Economics

“Money is what money does”. Explain.

"Money is what money does". Explain.

“Money is what money does”. Explain.

Money was devised initially as a medium of exchange and a measure of value. However, it acquired over time some other functions also. The following couplet brings out the major functions of money.

Money is a matter of functions four: A medium, a measure, a standard, a store.

As this couplet reveals, money performs four major functions: (i) as a medium of exchange, (ii) as a measure of value, (iii) as a standard of deferred payment, and (iv) as a store of value. These functions of money are discussed below.

1. Medium of Exchange- Money functions as a medium of exchange between any two goods. This is the most important and unique function of money. The importance of this function lies in that it has solved one of the biggest problems of the barter system. In the barter system, for exchange to take place, there must be ‘double coincidence of wants.’ Double coincidence of wants exists when, between any two persons, one is willing to accept what the other person is willing to give in exchange. Until this condition is fulfilled, exchange cannot take place. For example, a weaver cannot exchange his cloth for shoes unless the shoemaker wants cloth. In a modern market economy, the problem of ‘double coincidence of wants’ is solved by money. Since money is acceptable to all, the weaver can sell his cloth to any willing person (say, to a farmer) for money and buy the shoes in exchange for that money. This system works efficiently because money can buy anything, it has purchasing power and is acceptable to all.

The uniqueness of the medium-of-exchange function of money comes from certain unique merits of money which are (a) general acceptability, (b) easy portability, (c) divisibility, (d) difficult to counterfeit, (e) value guaranteed by the government, and (f) legal enforceability as mode of compensation.

2. Measure of Value- The second basic function of money is that it works as the measure of value of goods and services or money of account. All values are measured in terms of money. As a measure of value, money works as a common denominator and as a unit of account. Today, unlike ‘barter system; the value of all the goods and services are expressed in terms of money. Money being a common denominator, the values of different goods can be added to find one value of all possessions of a person, of a firm and of a nation. In fact, money makes. computation of national income possible. In the absence of money, measuring value would be an extremely difficult proposition in a modern economy.

In modern times, a society produces, buys and sells and consumes goods and services in such a large number, variety and quantity that measuring and expressing values in terms of commodities, as in barter system would be a rather impossible task. Money has made the task easier. Not only each good and service has a price, but also one can find and compare the relative prices in terms of money.

3. Money as a Store of Value- The third basic function of money is that it serves the purpose of storing value for future use. The need to store value must have arisen for such reasons as (i) there is a time gap between earning and consumption. (ii) need for storing value for future use arises due to uncertainties of life, and (iii) accumulative nature of the people: The advent of money has provided a means to store value for future use.
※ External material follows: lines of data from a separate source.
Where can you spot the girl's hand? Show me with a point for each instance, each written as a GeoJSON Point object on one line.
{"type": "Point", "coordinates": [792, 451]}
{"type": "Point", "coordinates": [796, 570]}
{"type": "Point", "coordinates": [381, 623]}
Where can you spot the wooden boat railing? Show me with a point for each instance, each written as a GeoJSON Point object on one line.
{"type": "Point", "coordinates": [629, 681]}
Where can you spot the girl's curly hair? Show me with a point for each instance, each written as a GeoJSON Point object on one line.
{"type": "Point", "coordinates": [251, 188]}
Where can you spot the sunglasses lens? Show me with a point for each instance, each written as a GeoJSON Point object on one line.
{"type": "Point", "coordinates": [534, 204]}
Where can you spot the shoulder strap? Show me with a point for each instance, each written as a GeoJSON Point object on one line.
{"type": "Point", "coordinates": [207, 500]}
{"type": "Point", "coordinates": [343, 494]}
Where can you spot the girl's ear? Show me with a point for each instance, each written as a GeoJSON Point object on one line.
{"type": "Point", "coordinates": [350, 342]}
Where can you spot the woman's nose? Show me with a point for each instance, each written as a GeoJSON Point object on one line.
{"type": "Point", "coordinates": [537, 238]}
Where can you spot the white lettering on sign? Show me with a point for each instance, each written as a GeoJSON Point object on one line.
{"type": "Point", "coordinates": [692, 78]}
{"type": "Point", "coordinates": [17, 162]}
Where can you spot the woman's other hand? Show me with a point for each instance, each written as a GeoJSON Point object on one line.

Even the most perishable goods can be converted into money, provided there is a market for them, and value stored in terms of money. If prices do not increase over a long period, value can be stored for long without any significant loss in value.

4. Money as a Standard of Deferred Payments : Borrow today and repay tomorrow or buy today and pay later has been an old practice. This is a deferred payment system. One necessary condition of deferred payment is that the value returned after a time gap must be the same. During the barter days, it might be a difficult problem to judge whether the value returned after a lapse of time was the same. For example, whether a quintal of wheat borrowed today and returned one year later had the same value was a difficult question. The deferred payment system expanded to purchase of raw materials, payment of wages, salaries and pensions, payment by wholesalers to producers and by retailers to wholesalers and consumers to retailers. In the absence of money, the economic system would have not grown to today’s level and would have been extremely chaotic. The advent of money has solved the problem of deferred payment by its such unique merits as (i) it is generally acceptable (ii) it is legally enforceable, and (iii) it has a relatively more stable value than other commodities.